Il sud est asiatico attira visitatori da tutto il mondo: Thailandia, Cambogia, Laos, Vietnam, Malesia, Indonesia, Filippine… tutte destinazioni prese d’assalto per la ricchezza culturale, la bellezza dei paesaggi, la scoperta culinaria, l’innata spiritualità, la ricerca di esotismo e, non ultimo, il basso costo della vita. Ma tra questi c’è un paese troppo a lungo dimenticato, come se fosse rimasto oscurato dal planisfero. Un paese che non è mai entrato in competizione con i suoi vicini né con gli altri stati del mondo occidentale.

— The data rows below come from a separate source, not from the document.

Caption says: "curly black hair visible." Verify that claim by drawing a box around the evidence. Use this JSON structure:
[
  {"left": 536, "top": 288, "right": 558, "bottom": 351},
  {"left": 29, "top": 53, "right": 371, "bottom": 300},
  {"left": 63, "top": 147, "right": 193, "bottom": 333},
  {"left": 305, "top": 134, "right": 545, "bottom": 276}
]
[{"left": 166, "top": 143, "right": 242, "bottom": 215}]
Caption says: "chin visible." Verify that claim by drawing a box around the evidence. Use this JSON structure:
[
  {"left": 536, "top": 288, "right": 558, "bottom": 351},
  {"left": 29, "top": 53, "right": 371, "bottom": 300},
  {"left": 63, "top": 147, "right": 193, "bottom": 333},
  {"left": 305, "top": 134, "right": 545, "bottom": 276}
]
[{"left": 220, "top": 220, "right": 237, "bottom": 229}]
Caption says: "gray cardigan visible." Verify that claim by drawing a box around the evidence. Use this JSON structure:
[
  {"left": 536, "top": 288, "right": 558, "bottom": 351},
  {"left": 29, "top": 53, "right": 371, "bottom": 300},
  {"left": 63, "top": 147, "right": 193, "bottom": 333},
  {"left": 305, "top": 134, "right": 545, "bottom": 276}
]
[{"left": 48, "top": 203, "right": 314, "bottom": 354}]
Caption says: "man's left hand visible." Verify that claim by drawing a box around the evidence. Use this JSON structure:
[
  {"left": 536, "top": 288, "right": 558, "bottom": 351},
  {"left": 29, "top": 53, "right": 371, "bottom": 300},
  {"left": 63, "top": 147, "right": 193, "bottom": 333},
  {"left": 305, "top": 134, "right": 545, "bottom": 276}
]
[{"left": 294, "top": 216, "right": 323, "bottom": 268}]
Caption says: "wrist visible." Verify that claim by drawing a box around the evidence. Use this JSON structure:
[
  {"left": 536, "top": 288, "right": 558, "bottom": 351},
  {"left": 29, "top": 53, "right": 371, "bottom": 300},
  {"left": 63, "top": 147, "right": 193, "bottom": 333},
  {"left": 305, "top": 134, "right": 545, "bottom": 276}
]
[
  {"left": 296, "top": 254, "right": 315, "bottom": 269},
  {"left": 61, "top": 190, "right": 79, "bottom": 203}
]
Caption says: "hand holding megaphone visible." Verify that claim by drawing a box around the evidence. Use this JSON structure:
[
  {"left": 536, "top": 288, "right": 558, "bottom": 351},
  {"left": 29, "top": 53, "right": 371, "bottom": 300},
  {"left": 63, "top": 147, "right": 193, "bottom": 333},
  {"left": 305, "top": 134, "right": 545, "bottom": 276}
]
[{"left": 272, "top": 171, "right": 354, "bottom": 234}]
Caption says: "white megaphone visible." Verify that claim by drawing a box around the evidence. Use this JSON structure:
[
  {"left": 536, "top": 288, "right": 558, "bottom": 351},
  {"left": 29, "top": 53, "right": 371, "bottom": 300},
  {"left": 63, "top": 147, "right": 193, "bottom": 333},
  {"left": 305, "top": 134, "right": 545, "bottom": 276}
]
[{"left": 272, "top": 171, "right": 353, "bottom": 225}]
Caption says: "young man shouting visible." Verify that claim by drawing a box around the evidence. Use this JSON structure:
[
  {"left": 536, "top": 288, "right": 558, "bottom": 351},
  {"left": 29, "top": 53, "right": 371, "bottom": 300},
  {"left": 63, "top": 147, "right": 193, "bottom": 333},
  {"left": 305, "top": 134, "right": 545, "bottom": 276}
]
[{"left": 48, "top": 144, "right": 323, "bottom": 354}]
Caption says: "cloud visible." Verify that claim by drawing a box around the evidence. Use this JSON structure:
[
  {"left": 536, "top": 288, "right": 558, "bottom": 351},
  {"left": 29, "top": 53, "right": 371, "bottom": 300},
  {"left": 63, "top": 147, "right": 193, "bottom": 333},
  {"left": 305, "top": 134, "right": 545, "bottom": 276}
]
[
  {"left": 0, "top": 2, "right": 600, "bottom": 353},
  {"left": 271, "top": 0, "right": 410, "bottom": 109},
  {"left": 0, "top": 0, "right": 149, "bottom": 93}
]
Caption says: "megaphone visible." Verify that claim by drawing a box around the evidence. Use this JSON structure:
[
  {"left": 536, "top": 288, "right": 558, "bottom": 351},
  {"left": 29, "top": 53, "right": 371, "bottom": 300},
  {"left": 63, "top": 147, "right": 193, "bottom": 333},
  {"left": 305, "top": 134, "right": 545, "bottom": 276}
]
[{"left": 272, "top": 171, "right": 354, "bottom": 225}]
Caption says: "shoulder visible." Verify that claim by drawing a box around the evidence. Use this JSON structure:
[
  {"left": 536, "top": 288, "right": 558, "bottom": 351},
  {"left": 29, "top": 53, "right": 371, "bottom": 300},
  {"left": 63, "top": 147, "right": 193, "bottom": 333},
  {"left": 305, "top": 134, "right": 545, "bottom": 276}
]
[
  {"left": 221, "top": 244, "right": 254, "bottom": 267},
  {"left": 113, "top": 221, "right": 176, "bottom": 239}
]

Sto parlando della Birmania che è passata, quasi senza soluzione di continuità, dalla lotta per l’indipendenza alla lotta per la democrazia. Nel 1948 la Birmania ottenne l’indipendenza dalla corona britannica anche se, di fatto, la democrazia restò più un ideale che una realtà. Nel 1962 un colpo di stato militare consegnò il paese nelle mani del generale autocrate Ne Win. Seguirono anni di dittatura durante la quale il paese si chiuse in se stesso: malgrado i reiterati tentativi di insurrezione popolare, la Birmania restò per decenni sotto il giogo della giunta militare.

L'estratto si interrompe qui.